Today there is a very great deal of interest among members of the global natural products community in investigating new plant constituents. Recent studies demonstrate that liquorice extracts are useful in the treatment of dermatitis, eczema, and psoriasis, with an efficacy comparable to that of corticosteroids. In this work, niosomes made up of surfactants (Tween 85 and Span 20) and cholesterol at various concentrations were prepared to investigate the potential application of niosomes for the delivery of ammonium glycyrrhizinate (AG), useful for the treatment of various inflammatory based diseases.

Vesicles were characterized evaluating dimensions, potential, anisotropy, drug entrapment efficiency, stability, cytotoxicity evaluation and skin tolerability. Release profiles of ammonium glycyrrhizinate/niosomes were evaluated in vitro using cellulose membranes. The best formulation was used to evaluate the in vitro/in vivo efficacy of the ammonium glycyrrhizinate/niosomes in murine and human models of inflammation. The AG-loaded non-ionic surfactant vesicles showed no toxicity, good skin tolerability and were able to improve the drug anti-inflammatory activity in mice. Furthermore, an improvement of the anti-inflammatory activity of the niosome delivered drug was observed on chemically induced skin erythema in humans.

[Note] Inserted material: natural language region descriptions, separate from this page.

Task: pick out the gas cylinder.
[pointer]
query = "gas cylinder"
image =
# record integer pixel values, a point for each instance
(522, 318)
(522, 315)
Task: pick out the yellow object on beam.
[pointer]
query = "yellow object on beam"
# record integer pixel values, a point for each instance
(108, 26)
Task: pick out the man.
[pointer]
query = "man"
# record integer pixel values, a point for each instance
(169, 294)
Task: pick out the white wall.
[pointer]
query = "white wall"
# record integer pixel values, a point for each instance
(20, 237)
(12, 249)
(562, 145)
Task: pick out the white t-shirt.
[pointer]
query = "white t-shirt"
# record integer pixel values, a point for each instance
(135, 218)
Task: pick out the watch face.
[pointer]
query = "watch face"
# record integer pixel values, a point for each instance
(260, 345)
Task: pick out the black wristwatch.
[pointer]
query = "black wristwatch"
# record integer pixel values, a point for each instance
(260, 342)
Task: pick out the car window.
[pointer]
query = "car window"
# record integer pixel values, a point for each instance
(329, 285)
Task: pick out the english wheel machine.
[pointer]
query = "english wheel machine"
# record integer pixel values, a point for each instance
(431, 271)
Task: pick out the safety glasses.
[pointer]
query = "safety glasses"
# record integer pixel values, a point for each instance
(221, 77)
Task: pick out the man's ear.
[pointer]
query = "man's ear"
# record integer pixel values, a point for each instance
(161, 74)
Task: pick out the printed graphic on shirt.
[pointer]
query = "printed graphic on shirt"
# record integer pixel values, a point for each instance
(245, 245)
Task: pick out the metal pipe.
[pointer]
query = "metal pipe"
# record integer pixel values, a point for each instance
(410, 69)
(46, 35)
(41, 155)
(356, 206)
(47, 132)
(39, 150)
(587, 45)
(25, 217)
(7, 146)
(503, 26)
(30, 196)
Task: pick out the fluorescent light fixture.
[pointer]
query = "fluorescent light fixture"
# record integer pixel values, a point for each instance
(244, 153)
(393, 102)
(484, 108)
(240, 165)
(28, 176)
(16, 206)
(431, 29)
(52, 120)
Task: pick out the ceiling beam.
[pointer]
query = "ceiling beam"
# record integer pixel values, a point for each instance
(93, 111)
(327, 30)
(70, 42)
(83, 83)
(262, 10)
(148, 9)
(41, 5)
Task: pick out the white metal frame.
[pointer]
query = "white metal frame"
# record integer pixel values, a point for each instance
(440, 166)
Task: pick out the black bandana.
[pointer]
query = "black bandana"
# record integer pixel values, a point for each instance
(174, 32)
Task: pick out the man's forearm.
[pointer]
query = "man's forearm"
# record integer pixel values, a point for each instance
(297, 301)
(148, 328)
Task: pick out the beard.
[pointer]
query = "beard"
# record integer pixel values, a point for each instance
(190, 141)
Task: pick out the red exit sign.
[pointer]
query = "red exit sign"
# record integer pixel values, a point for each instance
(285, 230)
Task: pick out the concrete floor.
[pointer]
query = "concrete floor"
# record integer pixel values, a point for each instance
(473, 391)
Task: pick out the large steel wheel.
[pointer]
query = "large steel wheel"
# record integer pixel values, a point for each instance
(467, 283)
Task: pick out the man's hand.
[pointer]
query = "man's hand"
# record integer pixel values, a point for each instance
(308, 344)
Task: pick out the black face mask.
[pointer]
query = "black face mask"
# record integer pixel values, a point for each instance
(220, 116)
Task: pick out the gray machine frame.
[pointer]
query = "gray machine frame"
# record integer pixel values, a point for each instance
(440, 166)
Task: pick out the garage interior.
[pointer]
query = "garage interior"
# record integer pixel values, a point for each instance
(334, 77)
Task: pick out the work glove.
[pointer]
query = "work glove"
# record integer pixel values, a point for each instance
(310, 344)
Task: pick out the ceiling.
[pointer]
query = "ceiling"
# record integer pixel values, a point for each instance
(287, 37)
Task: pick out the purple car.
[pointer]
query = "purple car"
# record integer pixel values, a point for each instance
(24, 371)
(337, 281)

Three varieties of the species have been reported; Spanish licorice and Italian licorice are assigned to G. glabra var. typica, Russian licorice is G. glabra var. glandulifera, and Persian and Turkish licorices are G. glabra var. violacea. About 90 kinds of phenolic compounds have been isolated from the plants. About 50 of them are substituted with isoprenoid group(s), e.g., 3-methyl-2-butenyl (prenyl) group, 2,2-dimethylpyran ring, etc. These G. glabra could be classified into two groups with the constituents of isoprenoid-substituted flavonoids. Type I licorice is Spanish and Russian licorices. The main isoprenoid-substituted flavonoid of the plants is a pyranoisoflavan, glabridin. The 5-position of most flavonoids from the type I plants is unsubstituted, glabrene, glabrol, 3-hydroxyglabrol. Type II licorice is Chinese and Kyrghiz G. glabra. From these plants, both 5-unsubstituted flavonoids and 5-oxygenated flavonoids (e.g., 3′,8-diprenylated dalbergioidin, have been isolated. Nevertheless, most flavonoids from these plants are 5-hydroxy- or 5-methoxy-flavonoids.